Dalam Rapat Paripurna DPRD NTB, Jumat (26/9/2025), ia menyoroti secara khusus komponen belanja daerah yang dinilai bermasalah, terutama terkait Belanja Tidak Terduga (BTT) dan penyertaan modal pada PT Gerbang NTB Emas (GNE).
“Nota keberatan kami menyangkut komponen belanja daerah, khususnya belanja BTT dan komponen pembiayaan PT GNE sebesar Rp8 miliar,” kata Abdul Rahim saat interupsi di hadapan pimpinan rapat, wakil gubernur, dan anggota DPRD NTB lainnya.

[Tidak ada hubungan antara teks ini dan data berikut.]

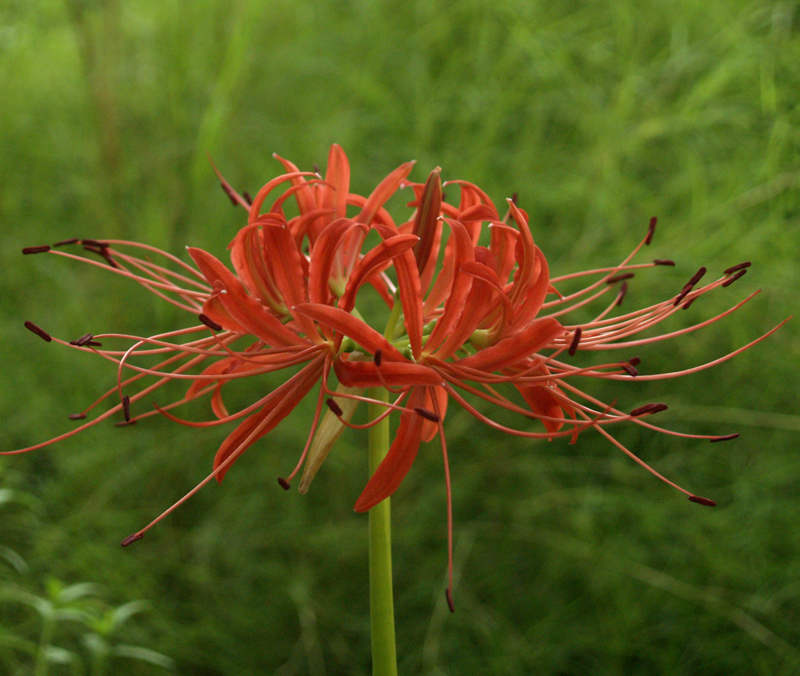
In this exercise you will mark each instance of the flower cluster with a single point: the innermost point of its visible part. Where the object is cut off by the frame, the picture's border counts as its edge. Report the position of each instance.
(473, 314)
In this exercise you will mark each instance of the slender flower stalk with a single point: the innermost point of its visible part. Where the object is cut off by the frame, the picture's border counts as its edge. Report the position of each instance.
(475, 318)
(381, 594)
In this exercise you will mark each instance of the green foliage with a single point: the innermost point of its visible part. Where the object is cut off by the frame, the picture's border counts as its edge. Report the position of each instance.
(570, 559)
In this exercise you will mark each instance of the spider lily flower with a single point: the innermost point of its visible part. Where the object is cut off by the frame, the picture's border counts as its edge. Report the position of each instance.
(474, 316)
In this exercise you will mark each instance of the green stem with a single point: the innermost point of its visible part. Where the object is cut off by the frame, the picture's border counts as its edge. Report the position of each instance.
(381, 602)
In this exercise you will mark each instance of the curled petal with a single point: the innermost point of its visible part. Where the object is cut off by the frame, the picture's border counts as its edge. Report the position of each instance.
(279, 404)
(235, 305)
(515, 348)
(385, 189)
(354, 373)
(398, 460)
(347, 324)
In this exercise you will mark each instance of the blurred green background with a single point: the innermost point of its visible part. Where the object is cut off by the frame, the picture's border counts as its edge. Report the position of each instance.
(570, 559)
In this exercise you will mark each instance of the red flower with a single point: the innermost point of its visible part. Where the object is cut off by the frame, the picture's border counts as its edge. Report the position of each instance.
(472, 310)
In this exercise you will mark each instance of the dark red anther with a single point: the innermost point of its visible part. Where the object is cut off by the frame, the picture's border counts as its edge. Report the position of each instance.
(210, 323)
(730, 281)
(425, 413)
(337, 410)
(36, 249)
(619, 278)
(449, 596)
(622, 291)
(101, 249)
(651, 230)
(648, 408)
(85, 339)
(576, 338)
(736, 268)
(38, 331)
(132, 538)
(725, 437)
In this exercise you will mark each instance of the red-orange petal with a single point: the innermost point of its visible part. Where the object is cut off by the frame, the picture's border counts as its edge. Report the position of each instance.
(279, 404)
(384, 190)
(394, 374)
(398, 460)
(372, 262)
(243, 309)
(515, 348)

Rahim, yang akrab disapa Bram, mengungkapkan bahwa jawaban Gubernur NTB Lalu Muhamad Iqbal yang disampaikan melalui Pj Sekda NTB Lalu Moh Faozal mengenai penggunaan BTT dan penyertaan modal PT GNE tidak komprehensif serta tanpa data pendukung yang jelas.
Ia menegaskan, penggunaan BTT harus sesuai Peraturan Pemerintah Nomor 12 Tahun 2019, yakni hanya diperbolehkan untuk keadaan darurat yang tidak bisa diprediksi, seperti bencana alam, bencana sosial, dan kejadian luar biasa. Namun, kenyataannya, Gubernur NTB menerbitkan Pergub Nomor 06 Tahun 2025 tentang Pergeseran Anggaran yang dua kali menggeser anggaran BTT.
“Pergerseran pertama pada 28 Mei 2025 senilai Rp130 miliar dan pergeseran kedua Rp210 miliar,” ujarnya.
Alhasil, kata Rahim, sisa BTT hanya Rp160 miliar dari total Rp500 miliar di APBD murni. Sementara realisasi penggunaan BTT tercatat Rp484 miliar lebih, sehingga menyisakan sekitar Rp16 miliar di APBD-P. Ia menilai rincian penggunaan dana tersebut belum pernah dilaporkan secara transparan kepada DPRD.
“Apalagi, dana BTT yang tidak dilaporkan secara transparan akan rentan menimbulkan persoalan hukum di kemudian hari,” tegasnya.
Selain BTT, PDI Perjuangan juga menolak penyertaan modal Rp8 miliar kepada PT GNE. Rahim menyebut, hingga kini tidak ada dokumen studi kelayakan usaha, analisis risiko, maupun hasil audit BPK yang mendukung penyertaan modal tersebut.
“PT GNE hingga kini justru dalam kondisi tidak sehat secara keuangan,” katanya.
Ia menambahkan, PT GNE memiliki tanggungan utang Rp26,7 miliar, tunggakan pajak Rp3,13 miliar, serta kerugian usaha Rp3,37 miliar pada tahun 2024. Dengan kondisi tersebut, Rahim menilai penyertaan modal tidak tepat dilakukan.
“Kami meminta pemerintah provinsi lebih transparan dan berhati-hati agar kebijakan APBD tidak menimbulkan persoalan hukum maupun kerugian keuangan daerah di masa mendatang,” pungkasnya.